Podien: Unsere Autorin will kein kopftuchtragendes Feigenblatt für populistische „Islamkritik“ sein

Ich bin eine muslimische Hijabi, also quasi der personifizierte Alptraum des Abendlandes, aber sadistisch veranlagt bin ich eigentlich nicht. So war ich überrascht, als ich kürzlich vom Innenministerium eines europäischen Nachbarlandes zu einer Diskussion eingeladen wurde und erfuhr, mit wem ich zusammen auf dem Podium sitzen sollte: Vier populistische „Islamkritiker“ (immerhin zwei Frauen), für die das Kopftuch die Flagge des Bösen ist und der Islam, bitteschön, schnellstens abgeschafft gehört, wurden da gegen mich in Stellung gebracht.
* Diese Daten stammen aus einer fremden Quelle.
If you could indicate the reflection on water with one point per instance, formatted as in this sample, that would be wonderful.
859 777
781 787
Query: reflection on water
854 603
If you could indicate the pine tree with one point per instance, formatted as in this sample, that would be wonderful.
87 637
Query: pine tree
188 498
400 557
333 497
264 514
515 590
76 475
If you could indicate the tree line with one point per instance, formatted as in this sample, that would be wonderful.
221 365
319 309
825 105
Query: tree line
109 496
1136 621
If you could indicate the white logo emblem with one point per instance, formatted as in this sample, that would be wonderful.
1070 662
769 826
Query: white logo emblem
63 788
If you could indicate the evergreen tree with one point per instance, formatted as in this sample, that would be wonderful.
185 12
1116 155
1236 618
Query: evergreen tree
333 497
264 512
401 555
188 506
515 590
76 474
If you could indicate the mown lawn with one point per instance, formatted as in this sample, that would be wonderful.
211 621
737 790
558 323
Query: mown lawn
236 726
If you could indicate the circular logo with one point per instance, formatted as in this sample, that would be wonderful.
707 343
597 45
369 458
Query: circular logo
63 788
Nichts gegen konstruktive Kritik. Aber stellen Sie sich vor, Sie sind Veganer und werden gemeinsam mit vier fanatischen Fleischfressern eingeladen, über die Gefahren des Tofukonsums zu sprechen. Hätten Sie nicht auch das Gefühl, Sie würden dem Mob zum zerfleischen vorgeworfen? Mir schwant, da wurde wieder einmal eine Quoten-Tuchträgerin gesucht, um ein bisschen Ausgewogenheit zu suggerieren. Ein Alibi fürs gute Gewissen. So wie das Salatblättchen auf dem Brötchen beim Bahnhofsbäcker, das zwischen den Buletten rauslugt und uns Gesundheit verklickern soll. Das Prinzip ist einfach: im Großkonzern reicht eine einzige Frau, um gendergerecht zu wirken. In Talkshows und auf Podien genügt eine Frau mit Kopftuch, um eine Diskussion über den Islam fair aussehen zu lassen. Vier Buletten und ein Salatblatt – gerade beim Thema Islam scheinen deutsche Talkshowredaktionen ihre Sessel nach diesem Schema zu besetzten. Aber wissen Sie was: Wer es nicht ernst meint mit dem Dialog, der sollte es vielleicht einfach bleiben lassen.

Andererseits sind die anderen Buletten auf dem Podium auch oft Alibis. Ein bisschen traumatische Biografie hier, ein paar auswendig gelernte Koranverse dort und ein irgendwie muslimischer Background. Fertig ist der Islamkritiker des Vertrauens, mit scharf. Etwa so glaubwürdig, wie fettige Salatsoße, die als leichtes „Joghurtdressing“ daherkommt oder Heidi Klum, die für Fast-Food wirbt – als ob die Verpackung das Produkt macht. Dabei bleiben die Brötchen Kalorienbomben. Und antimuslimischer Rassismus wird nicht leichter verdaulich, wenn er von Muslimen selbst kommt.

Aber das Publikum glaubt eben gern, was es glauben will: Migration ist die Mutter aller Probleme und der Gammelfleischburger ein herzhafter Eisenlieferant. Wahrscheinlich gehe ich trotzdem zu der Podiumsdiskussion mit den vier Buletten. Schließlich bin ich omnivor: Allesfresserin.